Compute partial Spearman rank correlations between metabolites and a continuous phenotype (e.g., BMI) while adjusting for epidemiological confounders, producing correlation coefficients, raw p-values, and multiple-testing corrected p-values. This skill is essential for metabolome-wide association studies (MWAS) where linear assumptions may be violated or robustness to outliers is required.

## When to use

Use this skill when: (1) you have metabolomic data (NMR or MS-derived) and a continuous phenotype variable; (2) you need to quantify associations while controlling for known confounders (age, gender, disease status); (3) the data may violate normality assumptions or contain outliers that would compromise Pearson correlations; (4) your goal is to produce a metabolome-wide association matrix with standardized effect sizes and p-values for hypothesis testing and multiple-comparison correction.

## When NOT to use

- Input phenotype is categorical or ordinal — use logistic or ordinal partial correlation instead.
- Metabolomic data has not undergone quality control (QC) filtering — apply QC analysis first to remove low-intensity or unreliable features.
- Sample size is very small (n < 30) — partial Spearman correlations may have inflated Type I error or low power; consider effect-size bootstrapping for stability assessment.

## Inputs

- SummarizedExperiment object containing metabolomic features (columns) and samples (rows) after CV filtering
- Phenotype data frame with columns: phenotype_variable (numeric, continuous), confounders (age, gender, disease_status), and sample identifiers

## Outputs

- MWAS_stats result object or matrix with 3 columns: [r (Spearman partial correlation coefficient), p (raw p-value), pFDR (Benjamini-Hochberg corrected p-value)]
- Row names: metabolite identifiers (ppm chemical shifts or feature names)

## How to apply

Load the quality-control filtered metabolomic SummarizedExperiment object and verify that the phenotype data includes the primary phenotype (e.g., BMI), all confounders (age, gender, type II diabetes status), and sample metadata.
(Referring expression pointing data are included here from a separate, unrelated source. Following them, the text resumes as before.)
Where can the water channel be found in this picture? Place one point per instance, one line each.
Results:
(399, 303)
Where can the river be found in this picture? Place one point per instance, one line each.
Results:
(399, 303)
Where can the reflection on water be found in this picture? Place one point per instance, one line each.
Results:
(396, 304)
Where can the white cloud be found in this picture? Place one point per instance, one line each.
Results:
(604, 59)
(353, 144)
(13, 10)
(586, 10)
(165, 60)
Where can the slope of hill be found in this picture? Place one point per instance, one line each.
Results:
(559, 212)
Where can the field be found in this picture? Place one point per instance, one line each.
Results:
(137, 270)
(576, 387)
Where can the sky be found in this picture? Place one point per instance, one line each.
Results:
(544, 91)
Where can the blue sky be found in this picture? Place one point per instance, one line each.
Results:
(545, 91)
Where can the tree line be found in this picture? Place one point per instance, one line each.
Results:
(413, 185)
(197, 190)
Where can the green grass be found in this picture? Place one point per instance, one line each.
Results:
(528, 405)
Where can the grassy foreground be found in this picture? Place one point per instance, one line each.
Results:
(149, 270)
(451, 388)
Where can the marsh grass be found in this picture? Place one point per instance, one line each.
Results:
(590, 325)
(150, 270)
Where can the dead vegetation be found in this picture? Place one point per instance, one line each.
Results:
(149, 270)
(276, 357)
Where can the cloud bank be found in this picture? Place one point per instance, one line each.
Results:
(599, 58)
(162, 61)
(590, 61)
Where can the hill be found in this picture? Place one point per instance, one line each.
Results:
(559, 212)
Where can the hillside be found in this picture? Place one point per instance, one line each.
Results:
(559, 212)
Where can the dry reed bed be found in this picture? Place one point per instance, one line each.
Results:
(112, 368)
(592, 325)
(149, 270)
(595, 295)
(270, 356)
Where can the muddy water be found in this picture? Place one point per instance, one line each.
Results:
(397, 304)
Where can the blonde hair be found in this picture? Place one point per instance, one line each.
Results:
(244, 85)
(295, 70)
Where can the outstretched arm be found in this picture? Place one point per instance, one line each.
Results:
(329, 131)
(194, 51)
Invoke MWASTools::MWAS_stats with disease_id set to the phenotype name, specify all confounders in the confounder parameter, and set correlation method to 'Spearman'. The function computes partial Spearman rank correlations between each metabolite (rows) and the phenotype, conditioning on confounders via residualization or equivalent partial correlation algebra. Extract the raw p-values from the test statistics, then apply Benjamini-Hochberg (BH) correction to generate false-discovery-rate adjusted p-values (pFDR). Assemble results into a three-column matrix with metabolite identifiers (ppm values or feature names) as row names and columns [r, p, pFDR], where r is the partial Spearman coefficient.

## Related tools

- **MWASTools** (R/Bioconductor package providing MWAS_stats function to compute partial correlations (Spearman or Pearson), p-values, and multiple-testing correction for metabolite-phenotype associations) — https://github.com/AndreaRMICL/MWASTools
- **R** (Programming language environment (≥3.3) required to load and execute MWASTools)
- **Bioconductor** (R package repository and infrastructure for SummarizedExperiment objects and statistical genomics methods)

## Examples

```
MWAS_BMI <- MWAS_stats(metabo_SE, disease_id='BMI', confounders=c('Age', 'Gender', 'T2D'), method='Spearman'); MWAS_BMI_matrix <- cbind(r=MWAS_BMI$estimate, p=MWAS_BMI$p.value, pFDR=p.adjust(MWAS_BMI$p.value, method='BH'))
```

## Evaluation signals

- Matrix dimensions: 3 columns (r, p, pFDR) × number_of_metabolites rows; no missing values.
- Correlation coefficients r are in range [-1, 1]; p-values are in (0, 1] and pFDR values are monotonically non-decreasing when ordered by p.
- Benjamini-Hochberg correction is valid: pFDR[i] ≥ p[i] for all i, and min(pFDR) ≥ min(p).
- Row names match metabolite identifiers from the input SummarizedExperiment object (e.g., ppm values or feature IDs).
- Confounder adjustment is confirmed: partial correlations differ from marginal (unadjusted) Spearman correlations; magnitude of adjustment correlates with confounder strength and collinearity.

## Limitations

- Partial Spearman correlations assume monotonic relationships; non-monotonic associations will be attenuated or missed.
- Multiple testing correction via BH is conservative when metabolite correlations are highly structured (e.g., correlated due to shared metabolic pathways); resampling-based or hierarchical corrections may be more powerful.
- Multivariate models (e.g., OPLS-DA) do not properly account for confounding factors which might distort the observed associations between metabolites and conditions, whereas univariate partial correlations do; however, univariate methods ignore inter-metabolite structure.
- Sample size and confounder collinearity affect precision; sparse or collinear confounders can reduce effective degrees of freedom and inflate p-values.

## Evidence

- [other] MWAS_stats result object with partial Spearman coefficients, raw and BH-corrected p-values: "MWAS_BMI is a 3-column matrix containing metabolic features (ppm values) in rows with columns for estimates (r coefficients), raw p-values, and BH-corrected p-values (pFDR) from partial Spearman"
- [other] MWASTools MWAS_stats function with confounders and Spearman method: "Apply MWAS_stats function from MWASTools with disease_id='BMI', confounder specification (Age, Gender, T2D), and correlation method set to Spearman"
- [intro] Univariate hypothesis testing with confounder adjustment: "we present a package to perform MWAS using univariate hypothesis testing with efficient handling of epidemiological confounders"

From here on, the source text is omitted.